None of that stuff mattered though. Not to me. It didn't matter what my friend said in praise, I was never going to read the book, not coming off of that hideous error. For one, it meant that the character was a certified moron. For two, it meant that the author was a certified moron. Why would I want to waste my time reading about a fool, as written by a fool? All the good qualities of the book would remain undiscovered, because I couldn't trust the author to be any damn good after that gross error.
I've wondered, since then, if my friend did the right thing. Because, they knew the truth. They told her to fix it, and in the face of facts and evidence, she chose to leave it in as wrong. I'm sure my friend got shouted at. Threatened to be replaced. Told they were stupid and wrong. They probably just had to let that error slide in the name of getting the whole book out.

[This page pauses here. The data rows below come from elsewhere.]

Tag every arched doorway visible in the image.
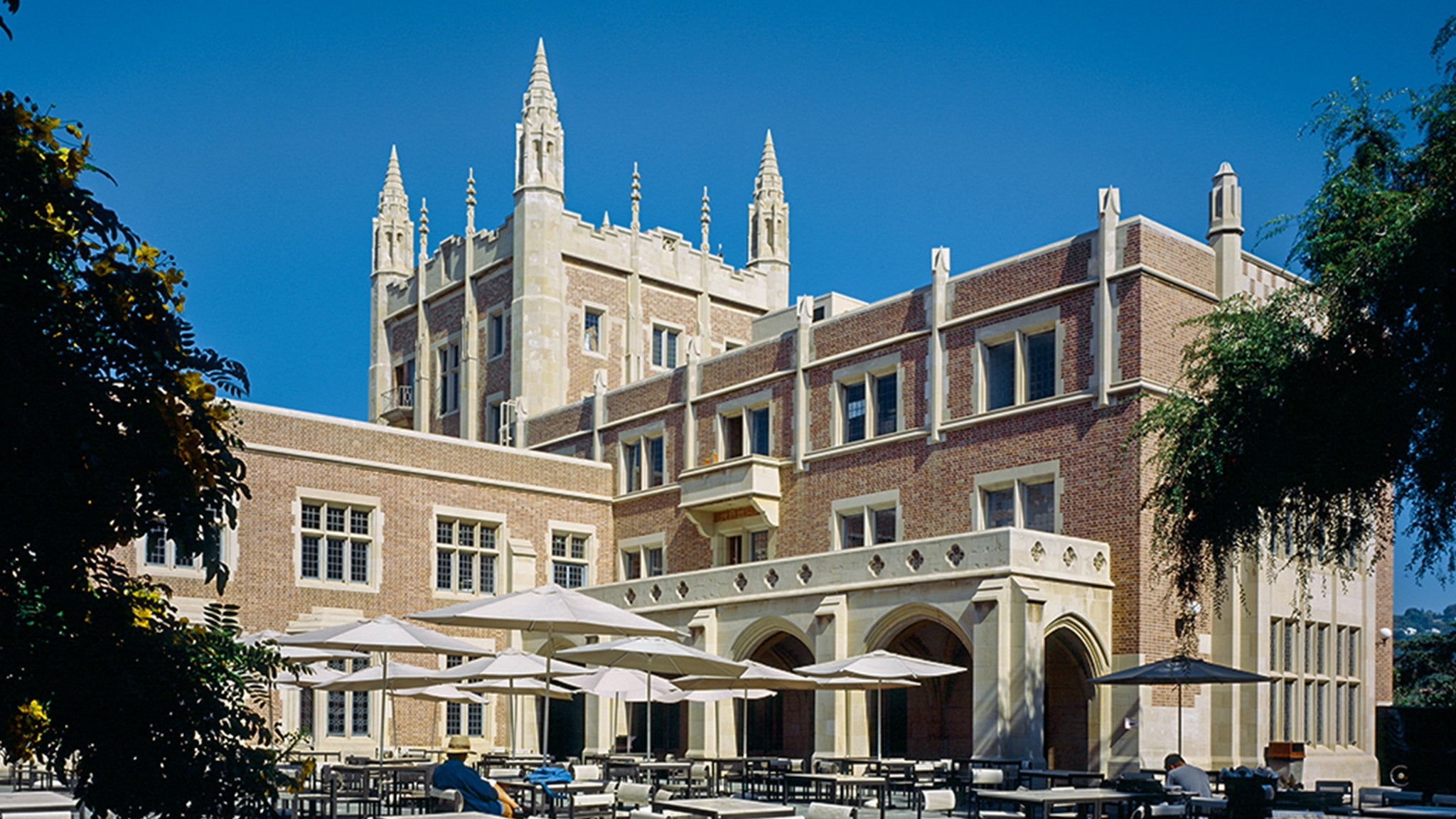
[1041,628,1098,771]
[868,619,974,759]
[735,631,814,759]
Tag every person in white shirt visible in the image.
[1163,754,1213,797]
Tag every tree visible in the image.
[0,92,289,819]
[1134,18,1456,601]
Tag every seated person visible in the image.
[431,736,504,816]
[1163,754,1213,797]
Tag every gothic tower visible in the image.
[744,131,789,285]
[510,42,568,412]
[368,146,415,419]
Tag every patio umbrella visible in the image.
[409,583,681,756]
[441,648,587,756]
[675,660,820,769]
[560,668,681,754]
[793,648,965,759]
[560,637,749,756]
[277,615,488,759]
[1091,654,1270,756]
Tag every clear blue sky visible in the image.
[0,0,1456,609]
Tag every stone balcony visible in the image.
[677,455,782,537]
[582,521,1113,614]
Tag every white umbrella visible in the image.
[560,668,681,754]
[441,648,587,756]
[793,648,965,759]
[677,660,820,769]
[277,615,488,759]
[560,637,747,756]
[409,583,681,756]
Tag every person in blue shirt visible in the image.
[431,736,504,816]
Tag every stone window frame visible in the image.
[546,520,597,589]
[971,306,1066,415]
[646,319,687,373]
[971,459,1066,535]
[714,387,775,461]
[712,515,779,567]
[617,532,668,582]
[429,504,511,601]
[830,351,907,446]
[131,501,237,579]
[429,332,466,418]
[617,419,673,494]
[290,487,385,594]
[828,490,906,552]
[581,301,609,360]
[485,306,511,361]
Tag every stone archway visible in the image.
[868,618,974,759]
[737,631,814,759]
[1041,628,1101,771]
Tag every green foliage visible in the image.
[0,93,281,819]
[1392,621,1456,708]
[1134,18,1456,599]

Should my friend have stuck to their guns? Because now their name is on this book as the editor, a book with a mistake. Part of their job was to catch things like that. So having your name on a book like that says that you can't do part of your job. Even if the plot is tight and the characters are fleshed out and real and the dialogue flows. You still messed up.
But part of it is making it in an industry. In small publishing, my friend was already busting their butt to succeed. If they told this author to take a hike, they could damage their reputation and their chances of future work.
This all made me question my friend, even though I knew they were probably stuck between a rock and a hard place. It made me question the publishing industry and the clique-like imprints even more.
Listen to your editors, kids.
A reader's trust must be kept.
Same for users, consumers of art, anything where it is imperative to the work that they user make it to the end. If you can't keep our trust, we'll quit before we see your point. And then, what's the point?